I have lost track of how many butch dykes, gender-queer people, and transmen I have taken for their first Pap smear. I have held people’s hands while they cried because they hated the test so much. I have gotten them high before the test and taken them home for consoling sex after it happened. I have listened to stories of childhood abuse so awful it would scorch your soul to listen to it. We are singled out for humiliation and mistreatment because people think if they break us or beat us down, we will stop trying to “act like men.” Of course, it doesn’t work, the only thing they can do is make us shut up about how we feel toward our own genders. We can never stop feeling the way that we do.
Coming out as a trans person was the hardest thing I have ever done. I felt more ashamed of myself for being trans than I had ever felt about being gay or even being a sadomasochist. I think in part this was because I could not explain WHY I felt this way. I had to confront a lot of negative messages I heard about myself as I was growing up to be able to replace that shame with pride and self-validation. it may seem ironic to you, but one of the ways I know that I was able to accept myself as a man and publicly come out as trans is the medical test I got today.
Maybe it took five minutes, maybe it was ten, I lost track of time. I disassociated. Writing about it now is one of the ways I can come back into my adult self and feel like I am okay in the present. Why would I encourage anybody else to go through something that was this upsetting?
Because I want you to save your own life.
Yes, it is that simple. Please save your own life. Okay, so you don’t feel happy or comfortable in the body that you got when you were born. I understand that. And, at the same time, if we are going to be activists for life, building community, that life needs to be as long as possible. Goddess knows that 80 or 100 years is not enough to shift public ignorance and malevolence toward sex- and gender-minority people. But in the 63 years I have been alive, I have seen HUGE social change. That is the reward of activism. You get to find out that standing up to “the system” works. So it’s worth it to stick around, my younger friends. It really is.
And if you need somebody to get you to the appointment, be your advocate while you get examined, and soothe your fears or your upset after it is over, you know how to find me. I care about how it feels to be violated by a medical procedure. But it’s worth it. Because none of us deserve to die in pain just because we are differently-gendered. Right, my brothers and non-sisters? Take care of the body that you live in now, because that body has been through a lot, and needs somebody (you) to be loving toward it.

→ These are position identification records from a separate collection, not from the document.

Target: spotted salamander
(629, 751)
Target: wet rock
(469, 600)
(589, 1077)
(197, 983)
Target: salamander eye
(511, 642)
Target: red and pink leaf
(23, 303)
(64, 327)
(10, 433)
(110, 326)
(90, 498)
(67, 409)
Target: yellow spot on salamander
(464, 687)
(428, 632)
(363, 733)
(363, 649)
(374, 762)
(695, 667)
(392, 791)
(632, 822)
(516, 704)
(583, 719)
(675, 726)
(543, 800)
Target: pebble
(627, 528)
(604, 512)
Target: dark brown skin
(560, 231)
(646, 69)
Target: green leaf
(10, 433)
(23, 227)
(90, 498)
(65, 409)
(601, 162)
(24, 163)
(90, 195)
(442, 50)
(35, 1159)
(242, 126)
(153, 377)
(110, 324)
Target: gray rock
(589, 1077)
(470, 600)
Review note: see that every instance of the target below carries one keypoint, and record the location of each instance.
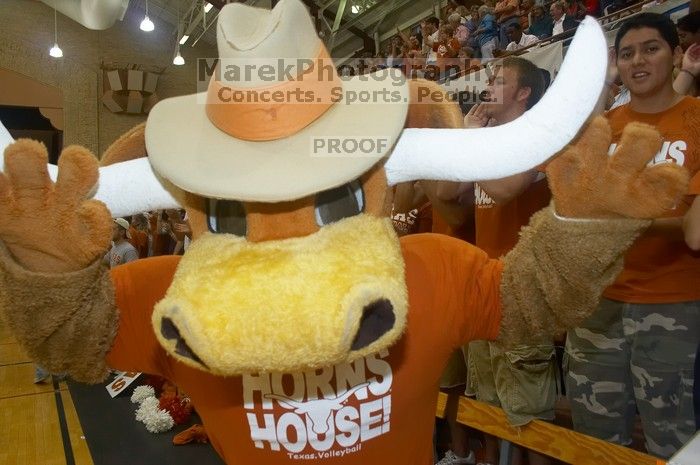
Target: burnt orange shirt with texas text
(660, 268)
(498, 225)
(378, 409)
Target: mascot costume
(297, 322)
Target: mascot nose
(171, 332)
(377, 319)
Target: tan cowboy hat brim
(188, 150)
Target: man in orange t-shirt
(636, 352)
(500, 377)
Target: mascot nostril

Finally, I want to thank my doctor at Outside In for making this experience as simple and non-traumatic as possible. She is a saint as far as I am concerned. I look at her tired face and wonder how much human misery she witnesses every day, at a clinic that specializes in homeless people and trans folks. And so I think somebody should just tell her, job well done. You made it possible for me to do this, and I am so grateful to be touched by medical hands that are not full of hatred. Blessings upon you and your house.